In recent years changes have been profound at global level and also in Argentina, those changes among other things, show a growth of rented agricultural land with short term contracts (often one year). This process makes it difficult to plan a crop rotation system, technology application such as nutrient and soil carbon balance, and it also affects the development of structures that allow integrations to facilitate industrialization in origin processes, vegetable protein to animal protein transformation, biofuels, etc.. Finally discourages partnership integration to undertake higher value added projects in origin, which leads to fair growth and development of the country rural areas.

Crisis sharpens ingenuity and activate many minds at all food chain levels.

Therefore the need arises to develop comprehensive strategies to guide the technological development of active policies to improve the reality facing the next 20 years. The proposal is based on the idea of stopping being spectators to become one of the many protagonists of the changes that we should at least consider, discuss, and then formulate concrete projects that will be transformed into products.

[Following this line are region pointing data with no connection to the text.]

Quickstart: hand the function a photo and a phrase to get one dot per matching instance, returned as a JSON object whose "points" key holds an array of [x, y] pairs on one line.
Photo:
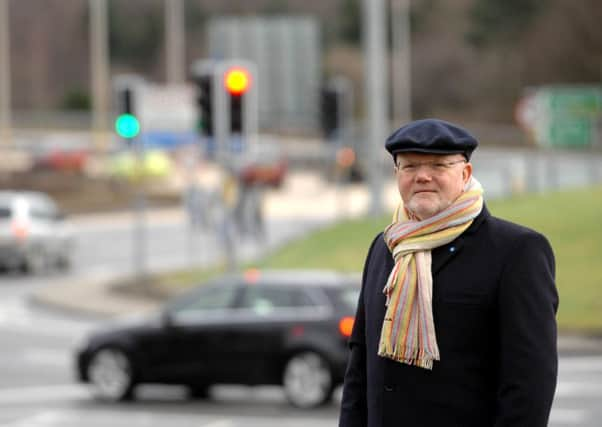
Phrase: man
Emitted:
{"points": [[455, 324]]}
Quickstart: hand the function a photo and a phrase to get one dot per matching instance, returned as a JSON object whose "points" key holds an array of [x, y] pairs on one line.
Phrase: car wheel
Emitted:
{"points": [[35, 261], [110, 374], [198, 391], [307, 380]]}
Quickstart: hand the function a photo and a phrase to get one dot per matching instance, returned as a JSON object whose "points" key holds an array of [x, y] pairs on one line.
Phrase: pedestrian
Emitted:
{"points": [[455, 324]]}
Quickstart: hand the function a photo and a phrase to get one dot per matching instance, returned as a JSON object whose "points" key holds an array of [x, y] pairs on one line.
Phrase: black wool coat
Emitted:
{"points": [[494, 308]]}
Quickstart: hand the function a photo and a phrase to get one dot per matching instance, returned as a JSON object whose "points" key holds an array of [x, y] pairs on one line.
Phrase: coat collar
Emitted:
{"points": [[443, 254]]}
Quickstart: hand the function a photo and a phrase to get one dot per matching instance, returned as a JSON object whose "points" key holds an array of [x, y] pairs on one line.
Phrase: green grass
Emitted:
{"points": [[572, 221]]}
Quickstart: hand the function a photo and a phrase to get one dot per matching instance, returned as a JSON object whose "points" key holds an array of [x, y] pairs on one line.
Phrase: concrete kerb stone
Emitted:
{"points": [[94, 297]]}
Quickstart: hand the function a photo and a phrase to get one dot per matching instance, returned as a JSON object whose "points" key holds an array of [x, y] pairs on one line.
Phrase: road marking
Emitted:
{"points": [[580, 364], [43, 419], [60, 392], [17, 315], [220, 423], [567, 416], [47, 356], [581, 389]]}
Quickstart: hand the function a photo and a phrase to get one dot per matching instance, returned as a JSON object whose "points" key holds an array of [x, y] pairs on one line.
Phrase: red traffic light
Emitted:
{"points": [[237, 80]]}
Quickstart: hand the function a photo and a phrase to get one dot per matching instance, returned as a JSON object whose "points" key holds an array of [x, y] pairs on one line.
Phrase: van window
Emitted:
{"points": [[5, 212]]}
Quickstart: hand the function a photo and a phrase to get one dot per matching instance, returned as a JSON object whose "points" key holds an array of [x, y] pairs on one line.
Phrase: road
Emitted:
{"points": [[38, 388]]}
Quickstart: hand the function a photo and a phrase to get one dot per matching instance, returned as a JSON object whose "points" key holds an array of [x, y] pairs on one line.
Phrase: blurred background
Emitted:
{"points": [[148, 145]]}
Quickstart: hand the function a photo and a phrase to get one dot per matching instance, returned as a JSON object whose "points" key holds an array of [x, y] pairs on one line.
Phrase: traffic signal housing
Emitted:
{"points": [[237, 82], [330, 111], [127, 125], [205, 122]]}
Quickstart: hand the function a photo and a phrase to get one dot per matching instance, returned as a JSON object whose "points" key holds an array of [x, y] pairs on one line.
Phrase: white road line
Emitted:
{"points": [[580, 364], [61, 392], [578, 389], [42, 419], [569, 417], [219, 423], [47, 356]]}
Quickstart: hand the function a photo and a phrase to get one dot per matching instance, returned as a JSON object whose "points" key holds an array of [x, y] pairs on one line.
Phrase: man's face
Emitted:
{"points": [[429, 183]]}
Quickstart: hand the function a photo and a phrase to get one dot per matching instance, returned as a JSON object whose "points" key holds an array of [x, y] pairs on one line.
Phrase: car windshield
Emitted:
{"points": [[346, 296], [207, 298]]}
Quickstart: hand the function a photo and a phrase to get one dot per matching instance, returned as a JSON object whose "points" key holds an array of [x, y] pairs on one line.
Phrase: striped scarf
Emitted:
{"points": [[408, 331]]}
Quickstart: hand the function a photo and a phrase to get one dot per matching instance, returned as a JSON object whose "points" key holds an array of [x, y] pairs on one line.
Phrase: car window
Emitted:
{"points": [[347, 296], [264, 299], [209, 299]]}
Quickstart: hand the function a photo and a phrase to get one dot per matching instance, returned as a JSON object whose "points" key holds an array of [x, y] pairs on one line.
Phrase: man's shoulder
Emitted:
{"points": [[378, 243], [505, 230]]}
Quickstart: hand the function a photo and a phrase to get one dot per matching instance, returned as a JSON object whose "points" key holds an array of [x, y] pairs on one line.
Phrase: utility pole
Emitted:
{"points": [[99, 60], [377, 95], [175, 41], [401, 81], [5, 100]]}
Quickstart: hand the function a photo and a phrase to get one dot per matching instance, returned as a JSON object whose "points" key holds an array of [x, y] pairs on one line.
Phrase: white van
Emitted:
{"points": [[33, 233]]}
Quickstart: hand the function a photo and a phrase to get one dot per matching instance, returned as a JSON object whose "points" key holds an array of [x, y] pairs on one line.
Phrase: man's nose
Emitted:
{"points": [[424, 173]]}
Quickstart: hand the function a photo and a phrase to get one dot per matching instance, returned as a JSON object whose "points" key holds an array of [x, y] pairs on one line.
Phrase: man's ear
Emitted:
{"points": [[466, 173]]}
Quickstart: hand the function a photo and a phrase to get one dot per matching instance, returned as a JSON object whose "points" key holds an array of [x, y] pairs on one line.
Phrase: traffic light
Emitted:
{"points": [[205, 123], [127, 125], [237, 81], [330, 111]]}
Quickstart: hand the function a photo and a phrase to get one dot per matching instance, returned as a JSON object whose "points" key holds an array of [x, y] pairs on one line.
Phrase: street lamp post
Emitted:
{"points": [[174, 41], [99, 60], [400, 28], [377, 95], [5, 100]]}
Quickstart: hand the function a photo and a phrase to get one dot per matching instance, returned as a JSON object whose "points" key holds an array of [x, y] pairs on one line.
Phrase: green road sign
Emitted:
{"points": [[127, 126]]}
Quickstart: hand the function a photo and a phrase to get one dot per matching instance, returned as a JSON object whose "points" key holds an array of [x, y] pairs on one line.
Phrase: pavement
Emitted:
{"points": [[305, 196]]}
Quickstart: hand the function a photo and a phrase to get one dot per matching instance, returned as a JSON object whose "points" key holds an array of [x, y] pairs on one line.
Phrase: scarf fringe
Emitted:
{"points": [[408, 332], [410, 356]]}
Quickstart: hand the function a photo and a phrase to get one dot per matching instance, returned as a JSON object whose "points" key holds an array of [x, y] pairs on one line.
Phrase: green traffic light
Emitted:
{"points": [[127, 126]]}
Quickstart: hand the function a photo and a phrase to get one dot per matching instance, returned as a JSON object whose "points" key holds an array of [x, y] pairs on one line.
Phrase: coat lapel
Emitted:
{"points": [[443, 254]]}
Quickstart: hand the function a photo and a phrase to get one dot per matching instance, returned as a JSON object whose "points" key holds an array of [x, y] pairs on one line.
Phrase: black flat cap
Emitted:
{"points": [[431, 136]]}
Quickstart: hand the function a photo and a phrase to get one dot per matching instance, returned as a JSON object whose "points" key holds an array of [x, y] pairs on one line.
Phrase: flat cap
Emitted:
{"points": [[431, 136]]}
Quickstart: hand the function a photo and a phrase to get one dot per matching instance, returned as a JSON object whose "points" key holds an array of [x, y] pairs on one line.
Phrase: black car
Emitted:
{"points": [[289, 328]]}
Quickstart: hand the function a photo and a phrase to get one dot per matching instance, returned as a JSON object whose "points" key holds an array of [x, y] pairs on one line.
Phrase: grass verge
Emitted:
{"points": [[572, 221]]}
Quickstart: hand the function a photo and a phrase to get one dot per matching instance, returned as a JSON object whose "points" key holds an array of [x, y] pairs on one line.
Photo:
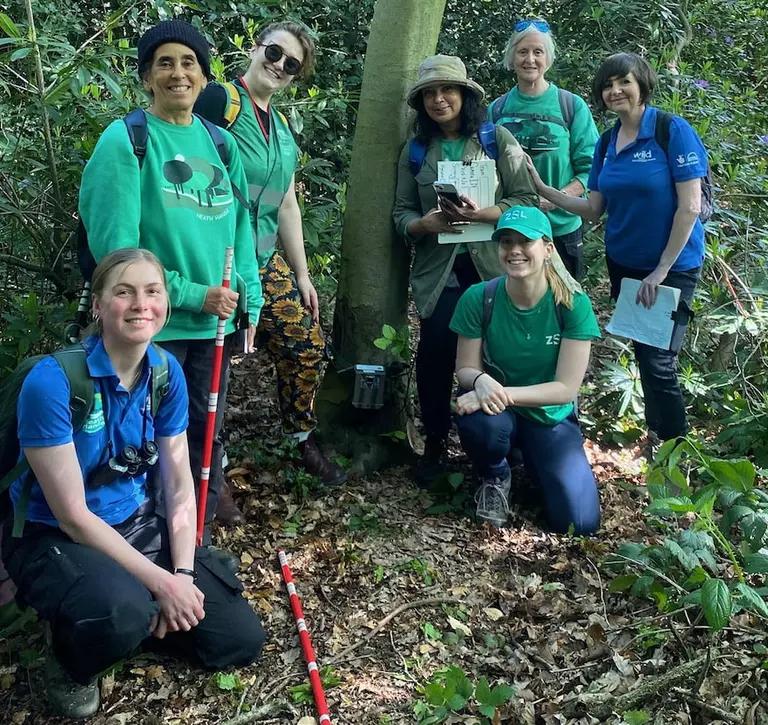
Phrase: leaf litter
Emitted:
{"points": [[519, 606]]}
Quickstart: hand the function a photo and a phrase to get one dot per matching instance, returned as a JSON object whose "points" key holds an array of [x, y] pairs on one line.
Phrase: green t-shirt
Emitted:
{"points": [[180, 206], [453, 151], [559, 155], [526, 361]]}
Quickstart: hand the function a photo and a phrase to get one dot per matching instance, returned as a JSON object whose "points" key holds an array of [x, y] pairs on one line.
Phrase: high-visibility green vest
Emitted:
{"points": [[269, 168]]}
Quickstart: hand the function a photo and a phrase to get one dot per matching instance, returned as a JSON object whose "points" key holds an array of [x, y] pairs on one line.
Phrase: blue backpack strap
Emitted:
{"points": [[567, 109], [138, 133], [486, 135], [417, 152], [497, 107]]}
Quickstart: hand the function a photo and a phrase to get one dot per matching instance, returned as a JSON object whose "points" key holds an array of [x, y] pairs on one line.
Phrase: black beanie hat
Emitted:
{"points": [[174, 31]]}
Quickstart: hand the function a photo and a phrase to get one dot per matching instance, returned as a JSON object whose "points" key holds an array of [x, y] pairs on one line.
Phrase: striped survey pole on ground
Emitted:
{"points": [[213, 404], [306, 644]]}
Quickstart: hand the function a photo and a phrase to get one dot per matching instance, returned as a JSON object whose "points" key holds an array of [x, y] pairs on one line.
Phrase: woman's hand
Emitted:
{"points": [[491, 395], [309, 296], [465, 213], [181, 605], [467, 404], [537, 181], [646, 295], [436, 221]]}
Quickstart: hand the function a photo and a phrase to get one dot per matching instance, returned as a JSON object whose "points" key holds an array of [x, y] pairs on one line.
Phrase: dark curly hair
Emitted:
{"points": [[473, 113]]}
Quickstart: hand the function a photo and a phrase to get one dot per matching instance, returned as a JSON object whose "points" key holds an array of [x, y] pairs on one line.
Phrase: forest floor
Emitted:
{"points": [[518, 605]]}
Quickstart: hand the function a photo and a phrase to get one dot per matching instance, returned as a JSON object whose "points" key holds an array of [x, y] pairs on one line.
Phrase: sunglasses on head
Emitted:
{"points": [[540, 25], [273, 52]]}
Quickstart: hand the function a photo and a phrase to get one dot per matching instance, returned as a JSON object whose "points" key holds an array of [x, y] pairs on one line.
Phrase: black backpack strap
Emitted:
{"points": [[661, 130], [138, 133], [566, 106], [223, 150]]}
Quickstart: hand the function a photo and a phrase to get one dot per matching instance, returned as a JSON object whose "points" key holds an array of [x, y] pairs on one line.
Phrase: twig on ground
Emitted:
{"points": [[260, 713], [342, 656], [717, 712]]}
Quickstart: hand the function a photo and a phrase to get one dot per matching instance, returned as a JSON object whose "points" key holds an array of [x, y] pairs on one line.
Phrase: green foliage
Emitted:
{"points": [[713, 523], [451, 692]]}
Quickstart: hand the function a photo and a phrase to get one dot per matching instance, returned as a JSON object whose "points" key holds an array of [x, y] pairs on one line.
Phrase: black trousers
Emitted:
{"points": [[571, 250], [664, 404], [99, 612], [436, 354], [196, 359]]}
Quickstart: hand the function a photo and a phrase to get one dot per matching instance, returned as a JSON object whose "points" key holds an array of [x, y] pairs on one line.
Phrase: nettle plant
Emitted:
{"points": [[450, 692], [713, 548]]}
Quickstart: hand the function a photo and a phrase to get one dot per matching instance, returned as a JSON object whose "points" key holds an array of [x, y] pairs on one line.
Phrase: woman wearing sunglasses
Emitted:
{"points": [[449, 113], [289, 326], [554, 126]]}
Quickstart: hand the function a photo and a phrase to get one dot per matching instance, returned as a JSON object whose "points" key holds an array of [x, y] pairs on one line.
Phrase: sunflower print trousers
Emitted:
{"points": [[294, 343]]}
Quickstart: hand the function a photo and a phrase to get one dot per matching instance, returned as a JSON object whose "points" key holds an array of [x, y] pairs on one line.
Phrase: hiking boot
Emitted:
{"points": [[227, 512], [432, 464], [226, 557], [66, 697], [492, 500], [315, 462]]}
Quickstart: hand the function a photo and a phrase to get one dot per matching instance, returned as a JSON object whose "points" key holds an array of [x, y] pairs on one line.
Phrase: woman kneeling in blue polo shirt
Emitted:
{"points": [[536, 342], [653, 232], [94, 560]]}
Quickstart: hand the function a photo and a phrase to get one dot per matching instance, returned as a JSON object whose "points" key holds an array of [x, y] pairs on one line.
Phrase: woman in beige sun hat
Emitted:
{"points": [[449, 113]]}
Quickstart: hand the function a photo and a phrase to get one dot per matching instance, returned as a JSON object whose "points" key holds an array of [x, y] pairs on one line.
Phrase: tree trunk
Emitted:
{"points": [[373, 280]]}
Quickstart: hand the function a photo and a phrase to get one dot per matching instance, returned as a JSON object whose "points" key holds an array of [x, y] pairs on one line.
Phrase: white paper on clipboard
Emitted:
{"points": [[477, 180]]}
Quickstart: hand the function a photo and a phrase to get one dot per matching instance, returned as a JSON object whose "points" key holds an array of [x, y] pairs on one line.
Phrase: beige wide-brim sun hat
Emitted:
{"points": [[443, 70]]}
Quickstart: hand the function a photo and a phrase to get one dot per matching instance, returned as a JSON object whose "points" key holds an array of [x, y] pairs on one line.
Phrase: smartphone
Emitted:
{"points": [[447, 191]]}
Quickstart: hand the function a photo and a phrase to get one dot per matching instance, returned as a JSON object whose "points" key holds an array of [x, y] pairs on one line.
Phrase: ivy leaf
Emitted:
{"points": [[752, 600], [716, 602]]}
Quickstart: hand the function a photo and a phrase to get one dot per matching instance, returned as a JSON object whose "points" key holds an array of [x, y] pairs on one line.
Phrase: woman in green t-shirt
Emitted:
{"points": [[449, 113], [554, 126], [524, 343]]}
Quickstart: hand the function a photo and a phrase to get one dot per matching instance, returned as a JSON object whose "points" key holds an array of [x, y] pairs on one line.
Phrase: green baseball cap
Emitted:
{"points": [[528, 220]]}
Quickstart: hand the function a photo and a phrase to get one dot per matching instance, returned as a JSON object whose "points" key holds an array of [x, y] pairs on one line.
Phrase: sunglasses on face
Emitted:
{"points": [[273, 52], [540, 25]]}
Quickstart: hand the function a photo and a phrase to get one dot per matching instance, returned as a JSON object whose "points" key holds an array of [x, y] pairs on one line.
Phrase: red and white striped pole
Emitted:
{"points": [[306, 645], [213, 404]]}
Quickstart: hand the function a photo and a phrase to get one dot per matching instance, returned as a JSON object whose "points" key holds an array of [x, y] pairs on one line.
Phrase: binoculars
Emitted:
{"points": [[131, 462]]}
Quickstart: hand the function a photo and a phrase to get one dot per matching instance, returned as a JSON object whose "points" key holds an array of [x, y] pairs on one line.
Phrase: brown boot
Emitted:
{"points": [[227, 513], [315, 462]]}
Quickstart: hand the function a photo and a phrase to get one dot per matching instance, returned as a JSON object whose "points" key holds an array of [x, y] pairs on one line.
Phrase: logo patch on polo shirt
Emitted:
{"points": [[95, 421], [642, 156]]}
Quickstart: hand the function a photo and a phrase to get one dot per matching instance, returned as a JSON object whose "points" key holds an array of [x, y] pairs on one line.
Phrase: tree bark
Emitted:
{"points": [[373, 279]]}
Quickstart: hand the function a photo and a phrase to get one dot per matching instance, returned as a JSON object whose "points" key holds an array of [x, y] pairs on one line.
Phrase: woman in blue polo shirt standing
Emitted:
{"points": [[652, 197], [92, 558]]}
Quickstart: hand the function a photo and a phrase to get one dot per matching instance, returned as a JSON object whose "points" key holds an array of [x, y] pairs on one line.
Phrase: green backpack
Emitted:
{"points": [[72, 360]]}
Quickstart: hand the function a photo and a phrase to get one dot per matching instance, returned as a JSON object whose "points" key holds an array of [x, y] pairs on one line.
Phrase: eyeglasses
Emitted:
{"points": [[540, 25], [273, 52]]}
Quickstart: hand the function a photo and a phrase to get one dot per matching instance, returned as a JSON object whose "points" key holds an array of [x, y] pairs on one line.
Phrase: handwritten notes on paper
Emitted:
{"points": [[477, 180], [652, 326]]}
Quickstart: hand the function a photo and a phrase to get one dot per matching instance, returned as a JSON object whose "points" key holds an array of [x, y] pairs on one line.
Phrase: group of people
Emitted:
{"points": [[103, 541], [509, 318]]}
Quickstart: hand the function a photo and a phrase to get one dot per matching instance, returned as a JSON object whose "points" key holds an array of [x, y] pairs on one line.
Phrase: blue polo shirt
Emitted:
{"points": [[45, 419], [638, 185]]}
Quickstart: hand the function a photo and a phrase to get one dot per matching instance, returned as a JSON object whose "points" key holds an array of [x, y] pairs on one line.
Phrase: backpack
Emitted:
{"points": [[72, 360], [486, 136], [567, 110], [661, 135], [489, 296]]}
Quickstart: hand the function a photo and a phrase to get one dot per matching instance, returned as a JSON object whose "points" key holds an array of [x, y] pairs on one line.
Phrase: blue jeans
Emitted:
{"points": [[554, 459], [664, 403]]}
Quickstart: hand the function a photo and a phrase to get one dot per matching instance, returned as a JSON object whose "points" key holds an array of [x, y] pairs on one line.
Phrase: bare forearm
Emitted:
{"points": [[533, 396], [682, 225], [89, 530], [292, 239]]}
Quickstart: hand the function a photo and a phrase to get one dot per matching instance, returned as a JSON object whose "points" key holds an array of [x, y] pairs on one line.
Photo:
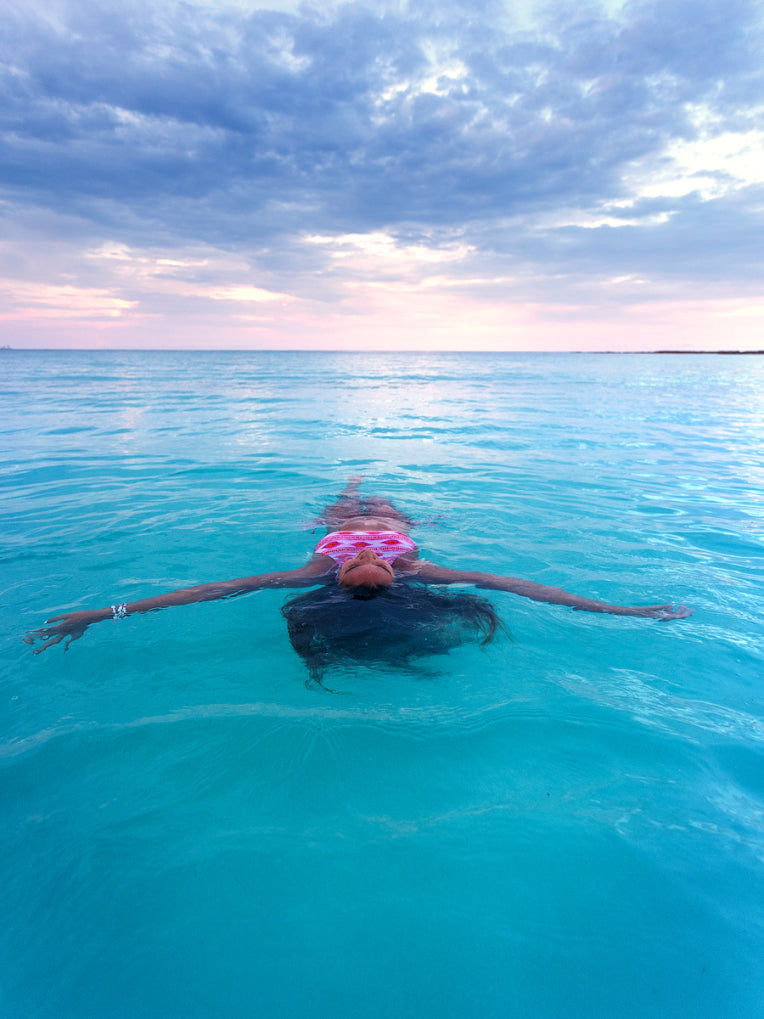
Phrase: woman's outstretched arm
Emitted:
{"points": [[73, 625], [430, 573]]}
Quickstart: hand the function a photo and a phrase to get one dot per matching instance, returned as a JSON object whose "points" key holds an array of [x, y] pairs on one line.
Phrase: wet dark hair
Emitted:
{"points": [[331, 626]]}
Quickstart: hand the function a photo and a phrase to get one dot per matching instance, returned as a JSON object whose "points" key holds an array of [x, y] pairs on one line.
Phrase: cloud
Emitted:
{"points": [[298, 152]]}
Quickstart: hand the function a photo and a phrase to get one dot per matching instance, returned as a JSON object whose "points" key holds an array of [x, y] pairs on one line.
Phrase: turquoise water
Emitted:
{"points": [[568, 824]]}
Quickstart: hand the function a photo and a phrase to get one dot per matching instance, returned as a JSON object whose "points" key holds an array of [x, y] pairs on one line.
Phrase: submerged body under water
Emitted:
{"points": [[565, 823]]}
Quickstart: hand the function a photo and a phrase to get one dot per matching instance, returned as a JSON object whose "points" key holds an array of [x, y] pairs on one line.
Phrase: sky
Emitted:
{"points": [[481, 174]]}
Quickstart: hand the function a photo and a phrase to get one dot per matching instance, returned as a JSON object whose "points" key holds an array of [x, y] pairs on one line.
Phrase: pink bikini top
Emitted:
{"points": [[344, 545]]}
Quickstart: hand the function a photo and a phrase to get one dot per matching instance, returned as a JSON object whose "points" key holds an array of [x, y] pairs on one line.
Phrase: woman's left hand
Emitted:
{"points": [[662, 612], [70, 625]]}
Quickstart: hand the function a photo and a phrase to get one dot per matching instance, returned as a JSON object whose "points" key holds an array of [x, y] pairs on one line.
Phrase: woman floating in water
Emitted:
{"points": [[373, 602]]}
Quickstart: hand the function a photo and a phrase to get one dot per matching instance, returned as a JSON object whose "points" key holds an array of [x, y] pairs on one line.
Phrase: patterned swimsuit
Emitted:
{"points": [[344, 545]]}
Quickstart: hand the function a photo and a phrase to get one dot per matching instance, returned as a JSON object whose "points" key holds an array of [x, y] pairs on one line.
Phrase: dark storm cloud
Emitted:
{"points": [[180, 124]]}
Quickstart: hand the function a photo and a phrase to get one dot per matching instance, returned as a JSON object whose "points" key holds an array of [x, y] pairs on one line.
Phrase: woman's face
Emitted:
{"points": [[368, 570]]}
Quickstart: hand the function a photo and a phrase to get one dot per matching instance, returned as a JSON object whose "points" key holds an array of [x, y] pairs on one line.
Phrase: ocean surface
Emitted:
{"points": [[568, 824]]}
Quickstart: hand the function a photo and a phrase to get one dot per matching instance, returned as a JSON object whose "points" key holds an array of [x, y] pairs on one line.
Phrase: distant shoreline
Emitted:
{"points": [[327, 350], [705, 352]]}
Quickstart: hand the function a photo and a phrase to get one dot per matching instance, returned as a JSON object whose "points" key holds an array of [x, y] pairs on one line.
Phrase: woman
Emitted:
{"points": [[366, 551]]}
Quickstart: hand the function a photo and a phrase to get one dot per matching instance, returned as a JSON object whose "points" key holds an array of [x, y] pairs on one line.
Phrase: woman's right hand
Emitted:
{"points": [[70, 625]]}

It is clear that the Argentina agrifood chain should grow in productivity, added value and sustainability, for that it is convenient to grow in primary in-origin industrialization processes, grow in the vegetal origin food to animal protein transformation ( beef, milk, pork, poultry), and should also grow in secondary industrialization (ie meat packing, dairy plants, pork products, etc.. etc.., all with traceable quality and designation of origin for certain products), and if is possible in tertiary industrialization (ready to be consumed cooked meats). And should also grow in the cold chain and traceable supply to the local and world market shelves, but always under source managed structures.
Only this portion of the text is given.